This is the part of How It Works I want to talk about today. So many people grasp onto this as an excuse for relapse. They don't even know the meaning of the word.

It means, knowing the truth, but doing it anyway, not caring. Sadly, it describes my son, more than anyone else I know. He was 25 when I came into treatment and he has been in treatment 5 times himself. He says to me, "Don't tell me Mom, I know." It is also a disease of perception. The only one to break through that is his God.

So many times we played games and tried to control our drinking. We changed brands, we mixed it with other things, like me who HATED beer, couldn't stand the smell or the taste, I added Coca-Cola too it and all it did was spoil the taste of my Cola, my first addiction.

I found this picture at Angelwinks today. When we something in a shape we recognize we don't like we say no, but if it had our drink of choice in there, how quickly we would change our tune.

When I broke with my husband, I knew I had to quit drinking because I couldn't afford to keep me in the style that I had become accustomed is what I said, but in reality, it was the fact that I just drank too much and didn't get enough to keep up my habit and didn't want to pay the price to keep it up. So I would go to darts or bridge, then go down to the bar, which gave just enough time to have two drinks before I went home for the night. I didn't recognize it as controlled drinking until I came into recovery. What you have to control, is already out of control.

The same thing was true with my pills, if I had taken my quota for the day of all my pills and maybe sneaked one or two more on the side, I would add Gravol to the mix, which I called my candy, to make everything work faster. There always had to be that something extra. Like the two extra 222s that I took with the last drink every night so I wouldn't wake up with a hang over. I don't ever remember if it worked. Didn't have too many hangovers. But then, I went to bed late when I was doing the heavy drinking, got up late, and went to the Legion. How can a girl tell. When I lived with my Dad, it was always there.

Continued

MajestyJo 11-21-2015 01:50 AM

Quote:

Alcoholics Anonymous - How it works

RARELY HAVE we seen a person fail who has thoroughly followed our path. Those who do not recover are people who cannot or will not completely give themselves to this simple program, usually men and women who are constitutionally incapable of being honest with themselves. There are such unfortunates. They are not at fault; they seem to have been born that way. They are naturally incapable of grasping and developing a manner of living which demands rigorous honesty. Their chances are less than average. There are those, too, who suffer from grave emotional and mental disorders, but many of them do recover if they have the capacity to be honest.
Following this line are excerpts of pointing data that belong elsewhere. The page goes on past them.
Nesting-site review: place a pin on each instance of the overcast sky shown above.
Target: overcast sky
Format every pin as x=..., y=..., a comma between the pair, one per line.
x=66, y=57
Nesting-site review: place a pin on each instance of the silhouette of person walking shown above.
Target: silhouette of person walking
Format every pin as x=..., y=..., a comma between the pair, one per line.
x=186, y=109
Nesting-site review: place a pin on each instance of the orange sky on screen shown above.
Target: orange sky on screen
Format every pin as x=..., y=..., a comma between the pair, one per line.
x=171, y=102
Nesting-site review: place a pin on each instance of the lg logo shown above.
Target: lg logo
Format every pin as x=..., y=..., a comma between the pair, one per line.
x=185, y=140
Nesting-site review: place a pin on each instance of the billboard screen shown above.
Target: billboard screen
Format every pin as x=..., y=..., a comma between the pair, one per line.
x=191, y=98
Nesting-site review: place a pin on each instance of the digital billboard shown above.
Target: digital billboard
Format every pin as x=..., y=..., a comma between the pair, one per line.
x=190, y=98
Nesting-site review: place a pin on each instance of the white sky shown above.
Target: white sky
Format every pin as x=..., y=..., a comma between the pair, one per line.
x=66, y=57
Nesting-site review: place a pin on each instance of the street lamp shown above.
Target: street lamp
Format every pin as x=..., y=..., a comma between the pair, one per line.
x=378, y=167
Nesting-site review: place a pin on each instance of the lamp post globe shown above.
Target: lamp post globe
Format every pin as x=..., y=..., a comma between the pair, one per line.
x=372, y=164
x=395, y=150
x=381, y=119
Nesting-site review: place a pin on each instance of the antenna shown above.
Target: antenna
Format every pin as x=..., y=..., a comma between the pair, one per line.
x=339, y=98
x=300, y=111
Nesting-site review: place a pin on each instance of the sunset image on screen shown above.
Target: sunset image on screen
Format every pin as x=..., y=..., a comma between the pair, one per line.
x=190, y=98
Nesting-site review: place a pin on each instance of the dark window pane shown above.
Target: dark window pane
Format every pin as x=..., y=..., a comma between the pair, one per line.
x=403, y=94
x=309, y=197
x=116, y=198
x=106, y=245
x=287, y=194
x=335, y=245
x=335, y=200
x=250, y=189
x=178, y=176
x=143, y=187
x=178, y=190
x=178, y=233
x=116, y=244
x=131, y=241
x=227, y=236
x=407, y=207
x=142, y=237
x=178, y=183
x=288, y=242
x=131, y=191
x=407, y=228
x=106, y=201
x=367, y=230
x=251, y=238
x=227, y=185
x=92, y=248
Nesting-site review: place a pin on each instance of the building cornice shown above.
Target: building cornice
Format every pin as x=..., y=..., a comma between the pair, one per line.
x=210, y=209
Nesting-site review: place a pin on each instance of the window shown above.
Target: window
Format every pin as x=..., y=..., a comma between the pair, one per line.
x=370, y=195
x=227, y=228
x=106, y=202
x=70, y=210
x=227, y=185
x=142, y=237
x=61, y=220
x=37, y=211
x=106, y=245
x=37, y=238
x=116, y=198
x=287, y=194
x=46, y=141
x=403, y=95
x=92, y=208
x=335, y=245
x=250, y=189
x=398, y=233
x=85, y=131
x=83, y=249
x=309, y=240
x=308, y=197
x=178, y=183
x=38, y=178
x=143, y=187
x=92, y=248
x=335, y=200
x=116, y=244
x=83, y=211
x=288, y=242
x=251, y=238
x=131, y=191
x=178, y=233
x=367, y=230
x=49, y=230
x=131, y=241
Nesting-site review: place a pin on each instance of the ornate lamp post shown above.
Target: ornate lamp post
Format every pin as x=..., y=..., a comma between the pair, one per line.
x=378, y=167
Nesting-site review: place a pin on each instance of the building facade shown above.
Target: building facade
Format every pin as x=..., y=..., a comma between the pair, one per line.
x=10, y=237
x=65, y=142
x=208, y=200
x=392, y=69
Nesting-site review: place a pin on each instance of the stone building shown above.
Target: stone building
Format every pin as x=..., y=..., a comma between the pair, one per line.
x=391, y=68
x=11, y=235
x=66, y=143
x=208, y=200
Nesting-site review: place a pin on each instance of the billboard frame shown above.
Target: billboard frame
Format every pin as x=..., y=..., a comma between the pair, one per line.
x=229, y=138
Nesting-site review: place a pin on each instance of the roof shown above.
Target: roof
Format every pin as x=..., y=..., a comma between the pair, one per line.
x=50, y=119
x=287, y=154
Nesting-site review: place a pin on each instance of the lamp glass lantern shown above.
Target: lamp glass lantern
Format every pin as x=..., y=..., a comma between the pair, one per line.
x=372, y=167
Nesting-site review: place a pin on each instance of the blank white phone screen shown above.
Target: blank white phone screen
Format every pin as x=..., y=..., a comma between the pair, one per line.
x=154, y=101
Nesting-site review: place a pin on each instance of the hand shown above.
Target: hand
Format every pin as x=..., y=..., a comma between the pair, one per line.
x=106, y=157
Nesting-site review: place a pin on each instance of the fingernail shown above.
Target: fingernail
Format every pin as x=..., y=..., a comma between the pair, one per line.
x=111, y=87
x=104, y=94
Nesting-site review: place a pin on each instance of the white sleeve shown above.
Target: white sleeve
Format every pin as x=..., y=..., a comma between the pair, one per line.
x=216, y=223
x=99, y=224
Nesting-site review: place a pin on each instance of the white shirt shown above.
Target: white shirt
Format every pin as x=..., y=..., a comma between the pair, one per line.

Our stories disclose in a general way what we used to be like, what happened, and what we are like now. If you have decided that you want what we have and are willing to go to any length to get it - then you are ready to take certain steps.

At some of these we balked. We thought that we could find an easier, softer way. But we could not. With all earnestness at our command, we beg of you to be fearless and thorough from the very start. Some of us have tried to hold on to our old ideas and the result was nil until we let go absolutely.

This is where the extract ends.